Sixième proposition : confier à un tiers la gestion de certains intérêts financiers des plus hauts responsables publics, sans droit de regard. L'article 7 du projet de loi sur la transparence le prévoit pour les membres du Gouvernement et les présidents et membres d'autorités publiques ou administratives indépendantes compétentes en matière économique ; l'avant-projet de loi sur la déontologie des fonctionnaires, pour les agents publics dont les fonctions, par leur nature et leur niveau, les exposent à des risques particuliers.
Troisième ensemble de recommandations : adapter et étendre les régimes prohibitifs. Nous proposions ainsi de rendre la fonction de membre du gouvernement incompatible avec un mandat exécutif local et avec des fonctions de direction ou d'administration au sein de syndicats ou d'associations, notamment des partis politiques. Le projet de loi constitutionnelle relatif aux incompatibilités applicables à l'exercice de fonctions gouvernementales et à la composition du Conseil constitutionnel, déposé le 14 mars 2013 sur le bureau de l'Assemblée nationale, interdit ainsi aux membres du Gouvernement d'exercer des fonctions exécutives au sein des collectivités territoriales et de leurs établissements publics de coopération, mais reste muet sur la compatibilité des fonctions de membre du Gouvernement avec des fonctions dirigeantes au sein d'associations.
Huitième proposition : étendre la réglementation du cumul d'activité aux collaborateurs de cabinets et aux emplois supérieurs à la décision du gouvernement. L'avant-projet de loi sur la déontologie des fonctionnaires y pourvoit pour les membres des cabinets ministériels et des autorités territoriales ainsi que pour les collaborateurs du Président de la République, et il étend la compétence de la commission de déontologie de la fonction publique en la matière.
D'autres propositions, plus techniques, n'ont pas encore trouvé d'écho dans les textes en cours de discussion. C'est le cas de la proposition n° 9, qui visait à harmoniser le régime d'incompatibilité des membres des autorités administratives ou publiques indépendantes, ainsi que de la proposition n° 10 relative à l'incompatibilité entre des fonctions dirigeantes dans des entreprises publiques et dans des entreprises privées.
Le quatrième ensemble de recommandations visait à adapter les régimes répressifs, notamment en rendant plus cohérents les dispositifs répressif et préventif. Le champ d'application de l'article 432-12 du code pénal est aujourd'hui plus large que celui des dispositions préventives existantes, dont celles du statut général des fonctionnaires : à l'évidence, c'est une malfaçon. L'Assemblée nationale avait souhaité amender le projet de loi sur la transparence pour que seule la prise d'intérêts de nature à compromettre l'exercice indépendant, impartial et objectif d'une fonction soit constitutive de la prise illégale d'intérêts, mais le Gouvernement a obtenu le maintien de la définition actuelle de cette infraction.

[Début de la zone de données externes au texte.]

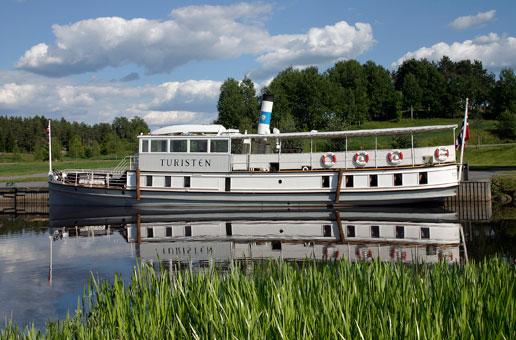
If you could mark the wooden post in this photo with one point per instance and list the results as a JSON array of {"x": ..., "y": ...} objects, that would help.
[
  {"x": 339, "y": 186},
  {"x": 339, "y": 225},
  {"x": 138, "y": 184},
  {"x": 138, "y": 229}
]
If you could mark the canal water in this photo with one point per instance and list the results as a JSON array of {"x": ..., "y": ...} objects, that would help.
[{"x": 46, "y": 260}]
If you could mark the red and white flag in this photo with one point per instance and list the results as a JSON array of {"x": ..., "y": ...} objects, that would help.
[{"x": 463, "y": 130}]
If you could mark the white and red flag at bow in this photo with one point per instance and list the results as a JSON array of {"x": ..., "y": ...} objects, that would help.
[{"x": 464, "y": 132}]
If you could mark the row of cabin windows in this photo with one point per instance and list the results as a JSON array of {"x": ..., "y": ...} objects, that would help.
[
  {"x": 186, "y": 145},
  {"x": 186, "y": 182},
  {"x": 375, "y": 231},
  {"x": 373, "y": 180},
  {"x": 188, "y": 231},
  {"x": 168, "y": 181}
]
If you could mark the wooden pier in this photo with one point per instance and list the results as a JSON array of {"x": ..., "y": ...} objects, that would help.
[{"x": 23, "y": 200}]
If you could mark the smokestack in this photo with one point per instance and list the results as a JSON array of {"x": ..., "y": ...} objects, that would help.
[{"x": 265, "y": 115}]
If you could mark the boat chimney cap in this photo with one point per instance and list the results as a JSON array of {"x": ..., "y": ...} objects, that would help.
[{"x": 268, "y": 97}]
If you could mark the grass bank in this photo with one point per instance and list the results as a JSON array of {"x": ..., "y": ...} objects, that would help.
[
  {"x": 31, "y": 167},
  {"x": 281, "y": 300}
]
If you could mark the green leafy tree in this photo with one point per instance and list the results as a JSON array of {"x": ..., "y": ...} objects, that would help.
[
  {"x": 504, "y": 93},
  {"x": 352, "y": 90},
  {"x": 384, "y": 102},
  {"x": 506, "y": 127},
  {"x": 412, "y": 93},
  {"x": 231, "y": 105},
  {"x": 76, "y": 149}
]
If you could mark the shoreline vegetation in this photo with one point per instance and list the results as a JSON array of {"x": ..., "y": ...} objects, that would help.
[
  {"x": 484, "y": 149},
  {"x": 277, "y": 299}
]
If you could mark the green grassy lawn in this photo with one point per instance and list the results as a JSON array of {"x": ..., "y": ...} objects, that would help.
[
  {"x": 481, "y": 132},
  {"x": 32, "y": 167},
  {"x": 281, "y": 300}
]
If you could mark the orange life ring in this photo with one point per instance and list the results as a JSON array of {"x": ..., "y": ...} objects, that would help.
[
  {"x": 398, "y": 253},
  {"x": 363, "y": 253},
  {"x": 328, "y": 159},
  {"x": 441, "y": 153},
  {"x": 395, "y": 156},
  {"x": 361, "y": 158}
]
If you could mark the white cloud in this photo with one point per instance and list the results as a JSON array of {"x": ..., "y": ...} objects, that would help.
[
  {"x": 167, "y": 103},
  {"x": 473, "y": 20},
  {"x": 493, "y": 50},
  {"x": 162, "y": 118},
  {"x": 318, "y": 46},
  {"x": 193, "y": 33}
]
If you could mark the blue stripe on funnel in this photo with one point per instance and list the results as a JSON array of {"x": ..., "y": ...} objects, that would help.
[{"x": 265, "y": 117}]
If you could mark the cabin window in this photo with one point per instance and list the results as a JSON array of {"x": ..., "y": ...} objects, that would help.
[
  {"x": 431, "y": 250},
  {"x": 350, "y": 231},
  {"x": 423, "y": 178},
  {"x": 178, "y": 145},
  {"x": 373, "y": 180},
  {"x": 326, "y": 181},
  {"x": 400, "y": 231},
  {"x": 327, "y": 230},
  {"x": 425, "y": 233},
  {"x": 349, "y": 181},
  {"x": 198, "y": 145},
  {"x": 217, "y": 145},
  {"x": 158, "y": 146},
  {"x": 398, "y": 180},
  {"x": 375, "y": 231},
  {"x": 276, "y": 245},
  {"x": 145, "y": 145}
]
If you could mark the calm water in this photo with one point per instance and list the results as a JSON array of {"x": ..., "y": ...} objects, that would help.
[{"x": 45, "y": 261}]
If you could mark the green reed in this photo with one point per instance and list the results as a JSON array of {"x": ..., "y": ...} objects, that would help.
[{"x": 288, "y": 300}]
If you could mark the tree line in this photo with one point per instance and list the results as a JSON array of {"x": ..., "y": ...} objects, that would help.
[
  {"x": 346, "y": 94},
  {"x": 350, "y": 93},
  {"x": 79, "y": 140}
]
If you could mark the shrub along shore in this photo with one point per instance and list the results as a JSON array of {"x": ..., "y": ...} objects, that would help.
[{"x": 292, "y": 300}]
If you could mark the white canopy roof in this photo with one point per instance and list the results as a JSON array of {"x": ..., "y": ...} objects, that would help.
[
  {"x": 350, "y": 133},
  {"x": 190, "y": 129}
]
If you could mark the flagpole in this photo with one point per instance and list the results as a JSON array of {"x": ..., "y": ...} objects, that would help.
[
  {"x": 49, "y": 149},
  {"x": 464, "y": 129}
]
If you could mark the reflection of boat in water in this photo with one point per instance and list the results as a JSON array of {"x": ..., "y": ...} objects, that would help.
[{"x": 193, "y": 239}]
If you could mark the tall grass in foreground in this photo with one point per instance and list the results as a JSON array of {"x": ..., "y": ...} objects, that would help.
[{"x": 313, "y": 300}]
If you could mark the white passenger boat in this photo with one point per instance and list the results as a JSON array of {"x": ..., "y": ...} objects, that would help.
[{"x": 211, "y": 167}]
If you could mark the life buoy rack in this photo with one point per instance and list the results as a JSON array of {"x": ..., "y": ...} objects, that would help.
[
  {"x": 441, "y": 153},
  {"x": 363, "y": 253},
  {"x": 330, "y": 252},
  {"x": 395, "y": 156},
  {"x": 361, "y": 158},
  {"x": 328, "y": 159},
  {"x": 398, "y": 254}
]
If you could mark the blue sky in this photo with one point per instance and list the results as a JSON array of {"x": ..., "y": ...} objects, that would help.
[{"x": 164, "y": 61}]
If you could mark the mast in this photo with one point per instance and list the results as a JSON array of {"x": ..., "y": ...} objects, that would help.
[
  {"x": 464, "y": 129},
  {"x": 49, "y": 132}
]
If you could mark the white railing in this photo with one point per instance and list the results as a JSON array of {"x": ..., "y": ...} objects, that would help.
[{"x": 115, "y": 177}]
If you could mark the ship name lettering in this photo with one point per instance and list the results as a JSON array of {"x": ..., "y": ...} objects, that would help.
[{"x": 186, "y": 163}]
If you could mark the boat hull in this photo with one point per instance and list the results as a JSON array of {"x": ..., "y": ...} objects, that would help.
[{"x": 66, "y": 195}]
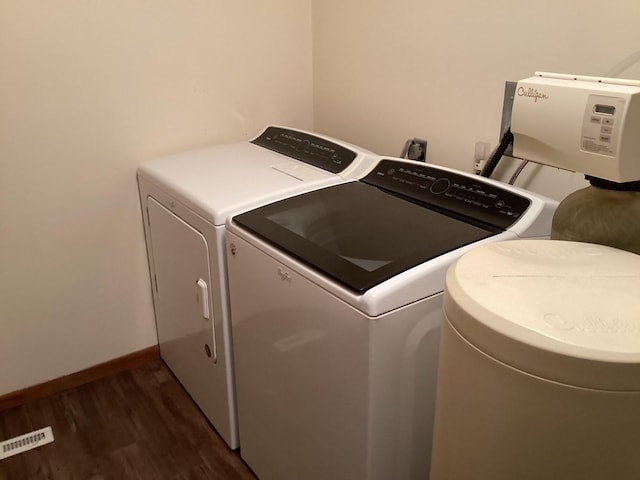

La treizième proposition consistait, d'une part, à inclure les membres du Gouvernement dans le champ de l'article 432-13 définissant la prise illégale d'intérêt, d'autre part à substituer à la simple consultation de la commission de déontologie des fonctionnaires un régime préventif d'autorisation délivrée par une autorité indépendante, dont la méconnaissance serait passible des peines prévues par cet article du code pénal. L'article 20 du projet de loi sur la transparence de la vie publique, adopté par l'Assemblée nationale le 25 juin dernier, étend aux membres du Gouvernement le champ d'application de l'article 432-12, qui ne s'applique qu'aux fonctionnaires qui « pantouflent », mais il maintient l'avis simple, favorable ou défavorable, de la commission de déontologie en cas de départ d'un agent public vers le secteur privé ou le secteur public concurrentiel.
D'autres propositions avaient pour ambition de renforcer les règles et procédures garantissant la déontologie des responsables et agents publics. Ainsi de l'interdiction des cadeaux autres que les cadeaux mineurs, et de l'obligation de remettre à la collectivité ceux dont la valeur dépasse 150 euros. Des règles ou chartes de déontologie ont depuis lors été édictées sur ces questions dans de nombreuses institutions publiques. Le projet de loi sur la transparence de la vie publique, tel qu'amendé par les députés, prévoit que figurent dans les déclarations d'intérêts les cadeaux ou avantages reçus susceptibles d'influencer le processus décisionnel. Les textes déontologiques applicables aux juridictions administratives ou aux membres du Gouvernement contiennent aussi déjà des dispositions analogues : nous ne sommes plus sur cette question dans un État de non droit.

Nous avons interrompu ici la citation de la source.